United States District Court, Middle District of Pennsylvania

February 28, 2014

HENRY A. MARLON, Petitioner
v.
ERIC HOLDER, et al., Respondents

Kane Judge

REPORT AND RECOMMENDATION

THOMAS M. BLEWITT United States Magistrate Judge

I. Procedural Background.

On September 13, 2013, Petitioner, Henry A. Marlon, a detainee of the Bureau of Immigration and Customs Enforcement (“ICE”) confined at York County Prison, filed a Petition for Writ of Habeas Corpus pursuant to 28 U.S.C. § 2241. (Doc. 1). Petitioner, proceeding pro se, names as Respondents: Attorney General Eric Holder; Janet Napolitano, Secretary of the Department of Homeland Security; Thomas L. Decker, District Director of the Pennsylvania Field Office for ICE; and Mary Sabol, Warden of the York County Prison (“YCP”) (collectively, “Respondents”)[1], where Petitioner is currently confined.[2] (Doc. 1). Petitioner attached Exhibits to his habeas petition. Petitioner also filed a Motion to proceed in forma pauperis, but we denied it since Petitioner had sufficient funds in his inmate account to pay the filing fee. Petitioner then paid the filing fee. (Docs. 2, 6, 7 & 9).

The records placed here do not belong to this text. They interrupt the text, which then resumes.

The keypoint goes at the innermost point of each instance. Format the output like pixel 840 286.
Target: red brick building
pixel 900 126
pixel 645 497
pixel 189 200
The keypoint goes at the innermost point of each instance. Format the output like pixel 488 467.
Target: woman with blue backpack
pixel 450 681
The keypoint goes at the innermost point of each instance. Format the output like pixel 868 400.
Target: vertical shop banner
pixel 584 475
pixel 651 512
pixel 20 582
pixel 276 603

The Court issued an Order to Show Cause on October 24, 2013, and directed Respondents to respond to the habeas petition. (Doc. 11). On November 13, 2013, Respondents filed a Response to the Habeas Petition, with attached unpublished decisions and Exhibits. (Docs. 14, 14-1 & 14-2). On November 27, 2013, Petitioner filed a Motion for an Extension of Time to file his Traverse and for a copy of Respondents’ Response. (Doc. 15). Petitioner filed an 8-page Traverse, styled as a “Response to the Respondent’s Motion to Dismiss the Writ of Habeas Corpus, ” on December 19, 2013. (Doc. 17). On January 13, 2014, Respondents filed an Amended Certificate of Service regarding their Response to Petitioner ‘s habeas petition stating that their Response that was initially mailed to Petitioner at YCP was returned as undeliverable since it had an incorrect Alien number for Petitioner. (Doc. 18). Regardless, Petitioner stated that he received a copy of the Respondents’ Response from the Clerk of Court on December 13, 2013. (Doc. 19, p. 1, ¶ 5).

We find Petitioner’s Motion for an Extension of Time to file his Traverse and for a copy of Respondents’ Response (Doc. 15) to now be moot.

On January 21, 2014, Petitioner filed a “Motion for Reconsideration to Compel/or to Proceed on the Petitioner ‘s Habeas Corpus.” (Doc. 19). The Clerk of Court docket Petitioner ‘s Doc. 19 Motion as a Motion to Expedite his case. In his Motion, Petitioner requests that this Court grant him a bond hearing, and he states that he is not a danger to the community and that he is not a flight risk. Petitioner also requests the Court to rule on his habeas petition and to deny Respondents’ request to dismiss it.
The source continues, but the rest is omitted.